Red Bull brings the Golden Arches to F1 with eight-week McDonald’s deal debuting at Interlagos
Red Bull’s never been shy about a stunt, and this one’s both simple and clever: the Golden Arches are coming to the Halo. The team has signed an eight-week partnership with McDonald’s, with the fast-food giant making its first-ever on-car appearance in Formula 1 at the São Paulo Grand Prix.
The collaboration, announced ahead of Mexico City and rolling into Brazil, is pitched by Red Bull as “historic and unprecedented.” You’ll spot the McDonald’s logo on the Halo of the RB21 at Interlagos, backed up by garage branding and a flurry of off-track activations that lean hard into the team’s showman streak.
Top of that list: a São Paulo McDonald’s drive-thru turned into a Red Bull pit stop, where fans will effectively “box” for their orders. It’s a neat local hook, and it goes both ways — selected McDonald’s branches in Brazil will also start serving Red Bull, bringing the energy drink into the stores during the partnership window.
While the tie-up lands now, the roots go back to 2024. Sergio Pérez’s personal deal with McDonald’s opened the door between the two sides, and the relationship has grown into a team-level programme. Red Bull’s calling this the “first stage” of the collaboration, which sounds very much like a trial balloon with the option to expand if both sides like what they see.
For McDonald’s, it’s a high-visibility on-ramp into F1 without the long-term risk – a prominent, photogenic brand hit in one of the sport’s most passionate markets. For Red Bull, it’s fresh commercial firepower and a chance to activate in Brazil with the kind of experiential marketing they tend to nail. Expect plenty of social clips of fans “pitting” for Big Macs.
“It’s two brands everyone loves coming together to offer products the public loves – now in the same place,” said Gabriel D’Angelo Braz, marketing director of Red Bull Brazil. “Our mission is to give people wings, and the São Paulo Grand Prix is proof of that. The public will be able to experience it in a whole new way, with exclusive experiences at major McDonald’s stores.”
The on-car placement matters, too. The Halo has become prime billboard real estate in the TV era of tight onboard shots and head-on braking zones. It’s a bold, central location for a brand making its first on-track F1 appearance, especially at Interlagos, where the place will be heaving and every camera angle is saturated with atmosphere.
The timing is no accident. Brazil remains one of F1’s most valuable markets, Interlagos is a cauldron, and a short, punchy eight-week window lets both parties measure impact without tying up inventory for a full season. If the numbers and the buzz look good, don’t be shocked if this grows beyond a Brazilian fling.
There’s also a useful symmetry to the product crossover. Red Bull in McDonald’s stores feels like low-friction incremental sales, while McDonald’s on the RB21 gives the fast-food chain a sleek, elite performance halo of its own.
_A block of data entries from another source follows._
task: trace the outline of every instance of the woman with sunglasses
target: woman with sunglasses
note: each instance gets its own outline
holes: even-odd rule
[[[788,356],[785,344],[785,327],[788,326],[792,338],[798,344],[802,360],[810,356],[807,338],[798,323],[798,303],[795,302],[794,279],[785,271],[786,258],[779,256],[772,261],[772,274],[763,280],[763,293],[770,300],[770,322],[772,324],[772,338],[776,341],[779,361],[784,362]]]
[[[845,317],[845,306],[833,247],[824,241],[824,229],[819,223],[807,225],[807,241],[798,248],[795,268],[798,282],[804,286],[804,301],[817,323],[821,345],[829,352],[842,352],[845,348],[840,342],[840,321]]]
That’s modern F1 sponsorship in a nutshell: less about slapping logos on sidepods and more about building activations that travel well on social and feel native to the market.
What to watch this weekend? The Halo branding will be the headline visual, but the off-track scenes could be the real story — lines of fans queuing to “pit,” content rolling in from the drive-thru activation, and a bigger-than-usual Red Bull footprint around the paddock. If this comes off, it won’t be the last time you see a quick-service heavyweight testing the F1 waters. For now, though, the arches go racing, and São Paulo gets another show.